The new HCAS book series is launched at the Helsinki Collegium on April 7 at 5:00 pm with Andersson, Cothran & Kekki (eds.) Bridging Cultural Concepts of Nature: Indigenous People and Protected Spaces of Nature (Helsinki University Press)

Venue: Helsinki Collegium for Advanced Studies, Fabianinkatu 24 A, 3rd floor

Time: Thursday April 7, 2022, at 5:00 pm 




5:00 pm Welcome and Introduction to the AHEAD series by the Series Editor Hanne Appelqvist (HCAS) and Managing Editor Anna-Mari Vesterinen (HUP)

5:10 pm Editors' notes:

  • Rani-Henrik Andersson: How and why this book came about
  • Saara Kekki: Introducing the book
  • Boyd Cothran: The changing paradigms of nature conservation and Indigenous people

5:20 pm Comments by Professor Reetta Toivanen

5:40 pm Drinks & canapés


Book description:


For generations Indigenous peoples have suffered from dispossession, treaty violations of hunting and fishing rights, and the loss of sacred places at the hands of national parks and other protected spaces of nature around the world. In recent years, Indigenous communities and practitioners, such as park rangers and educators, working alongside non-native policymakers, park administrators, and NGOs, have found productive ways to engage with and in national parks and similar places. Bridging Cultural Concepts of Nature brings together anthropologists and archeologists, historians, linguists, policy experts, and communications scholars to discuss these differing views and presents a compelling case for the possibility of more productive discussions on the environment, sustainability, and nature protection.

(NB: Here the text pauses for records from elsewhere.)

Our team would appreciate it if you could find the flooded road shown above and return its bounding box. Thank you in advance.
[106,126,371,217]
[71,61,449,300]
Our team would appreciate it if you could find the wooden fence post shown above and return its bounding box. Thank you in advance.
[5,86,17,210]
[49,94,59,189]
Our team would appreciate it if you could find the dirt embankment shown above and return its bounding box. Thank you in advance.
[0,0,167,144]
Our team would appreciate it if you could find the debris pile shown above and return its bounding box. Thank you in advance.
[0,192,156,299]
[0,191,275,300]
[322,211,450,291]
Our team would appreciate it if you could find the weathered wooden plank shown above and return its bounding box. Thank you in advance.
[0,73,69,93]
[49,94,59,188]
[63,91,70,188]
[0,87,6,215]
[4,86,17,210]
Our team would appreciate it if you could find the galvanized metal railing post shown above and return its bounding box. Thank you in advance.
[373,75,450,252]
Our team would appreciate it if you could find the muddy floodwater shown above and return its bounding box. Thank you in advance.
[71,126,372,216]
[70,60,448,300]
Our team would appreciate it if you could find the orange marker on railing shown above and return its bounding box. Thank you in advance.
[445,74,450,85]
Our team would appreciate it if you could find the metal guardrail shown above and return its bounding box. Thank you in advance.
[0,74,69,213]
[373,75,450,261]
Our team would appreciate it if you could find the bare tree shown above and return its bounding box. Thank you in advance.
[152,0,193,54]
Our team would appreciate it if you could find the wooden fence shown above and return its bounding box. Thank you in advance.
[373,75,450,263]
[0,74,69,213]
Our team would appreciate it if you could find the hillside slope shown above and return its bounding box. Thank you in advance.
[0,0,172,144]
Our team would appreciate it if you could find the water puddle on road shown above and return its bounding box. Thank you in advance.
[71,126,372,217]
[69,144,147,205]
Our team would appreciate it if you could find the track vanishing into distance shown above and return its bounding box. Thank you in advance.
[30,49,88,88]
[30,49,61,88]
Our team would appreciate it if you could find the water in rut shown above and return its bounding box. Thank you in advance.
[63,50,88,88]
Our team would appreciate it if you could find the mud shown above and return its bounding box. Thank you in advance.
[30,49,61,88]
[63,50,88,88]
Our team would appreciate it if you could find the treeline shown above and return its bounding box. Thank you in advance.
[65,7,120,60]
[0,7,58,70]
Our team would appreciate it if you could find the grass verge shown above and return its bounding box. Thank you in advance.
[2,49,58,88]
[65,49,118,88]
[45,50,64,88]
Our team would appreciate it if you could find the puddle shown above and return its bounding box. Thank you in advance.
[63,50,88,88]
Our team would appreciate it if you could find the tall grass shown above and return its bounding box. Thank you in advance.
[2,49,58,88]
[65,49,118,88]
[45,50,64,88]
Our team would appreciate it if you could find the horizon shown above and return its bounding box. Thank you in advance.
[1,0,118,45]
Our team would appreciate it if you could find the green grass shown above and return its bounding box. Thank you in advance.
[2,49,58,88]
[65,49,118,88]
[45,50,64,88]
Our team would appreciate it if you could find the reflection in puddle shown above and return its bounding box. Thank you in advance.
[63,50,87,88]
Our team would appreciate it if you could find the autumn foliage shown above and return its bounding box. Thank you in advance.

Drawing on case studies from Scandinavia to Latin America and North America to New Zealand, Bridging Cultural Concepts of Nature challenges the old paradigm that Indigenous peoples are not included in the conservation and protection of natural areas and instead calls for the incorporation of Indigenous voices into this debate. It offers a global perspective on the social, cultural, economic, and environmental challenges facing Indigenous peoples and their governmental and NGO counterparts in the co-management of the planet’s vital and precious preserved spaces of nature.